Click here for the article on BI this week at TDWI (The Data Warehousing Institute)
There’s a good chance you’ve heard the term “data-driven.” It’s the buzzword du jour. Pick a subject area and there’s probably a data-driven for it — from data-driven decision management to data-driven marketing.
What does it data-driven really mean?
For starters, says Manish Sood, CEO of Reltio Inc., the term “data-driven” doesn’t mean anything if it doesn’t have a reliable data management (DM) infrastructure in back of it. “This goal [of data-driven apps] has to be done on the basis of reliable data that then drives relevant insights and allows us to surface relevant actions out of those combined data sets,” says Sood, citing the increasing use of poly-structured text and file-based data, in addition to data from the strictly-structured (R)DBMS.
Assume you have such an infrastructure, what does data-driven? Sood contrasts the “data-driven” paradigm with that of packaged applications, which he says are premised on an “information recording” paradigm. “Most of these are functional apps, such as CRM, that drive a very structured process. They’re designed to do certain things in a certain way so certain steps are not missed. But these are more information-recording devices,” he argues.
“When you look at a salesperson in an enterprise company … they’re all trying to use the information they have in their existing systems as a starting point. In most cases, they want to augment that information, to enrich it, to have better insights: who are these customers they’re dealing with, what are these products being sold to them, who are the vendors providing these products, and what does the competitive landscape look like to them?”
In other words, data-driven apps give you context.
More precisely, data-driven apps give you context by synthesizing and coalescing insights from a variety of vectors — of which the traditional, strictly-structured relational (R)DBMS is but one example. Other vectors include the event messages exchanged by applications; data from Web services, subscription services (which increasingly use Web interfaces), and other data-as-a-service (DaaS) providers; and the results of advanced NoSQL analytical processes.
As Sood sees it, this makes for a two-fold challenge: first, to build and deploy an infrastructure that can reliably control for and manage both data heterogeneity and data periodicity; second, to deliver an application user experience (UX) that promotes exploratory discovery and analysis and which does so in the context of a familiar or intuitive paradigm.
He cites the business social app LinkedIn as an example of what he means.
“What we did [with Reltio] is inspired by some of the work that has been done by various consumer-facing products that you see in the market, such as LinkedIn or even Google Knowledge Graph, that are based on similar concepts,” he explains. “Reltio is driven by a hybrid structure of columnar and graph data structures that are combined together … [which] gives us the ability to have infinite attribution details, whereas the graph gives us the ability to expand into various relationships.”

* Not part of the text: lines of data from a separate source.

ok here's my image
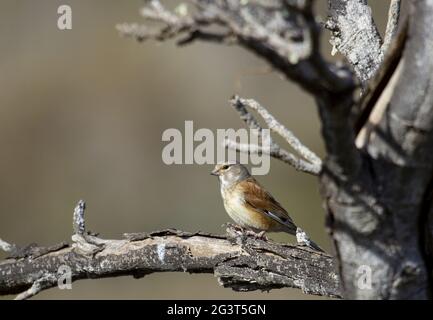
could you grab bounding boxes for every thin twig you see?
[224,139,321,175]
[118,0,353,96]
[226,96,322,175]
[14,275,55,300]
[73,200,86,235]
[117,0,226,45]
[234,97,321,166]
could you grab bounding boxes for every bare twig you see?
[14,275,56,300]
[236,97,321,166]
[71,200,107,256]
[118,0,353,96]
[117,1,228,45]
[382,0,402,54]
[118,0,361,178]
[118,0,358,176]
[224,139,320,175]
[73,200,86,235]
[226,96,322,175]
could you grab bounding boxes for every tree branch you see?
[0,201,342,299]
[225,96,322,175]
[118,0,353,96]
[326,0,384,85]
[118,1,360,177]
[14,275,56,300]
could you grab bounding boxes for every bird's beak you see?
[210,169,219,176]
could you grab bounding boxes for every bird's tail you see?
[305,238,325,252]
[295,228,325,253]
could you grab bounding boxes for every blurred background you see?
[0,0,391,299]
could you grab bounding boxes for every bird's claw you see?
[224,223,268,241]
[255,231,269,241]
[243,230,268,241]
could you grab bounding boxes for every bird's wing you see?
[239,177,297,232]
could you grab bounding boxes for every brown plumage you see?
[211,162,323,252]
[238,177,297,234]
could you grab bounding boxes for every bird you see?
[211,162,324,252]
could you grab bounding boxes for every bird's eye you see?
[221,165,229,170]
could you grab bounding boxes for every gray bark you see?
[326,0,384,86]
[0,229,341,299]
[321,0,433,299]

From Master to Modern Data Management
The first challenge — building and deploying a platform that reliably serves up consistent, quality data from multiple vectors — is arguably the hardest. Traditional data management concepts — such as data warehouse architecture or the heretofore dominant MDM paradigm — simply aren’t up to the task, Sood argues. Traditional DM is grounded in the relational data model, which expects to structure data in a very specific (and, for this reason, specifically inflexible) format.
The shift to software-as-a-service (SaaS) and cloud helped to chip away at the dominance of traditional DM; the phenomenon of big data has altogether upended it.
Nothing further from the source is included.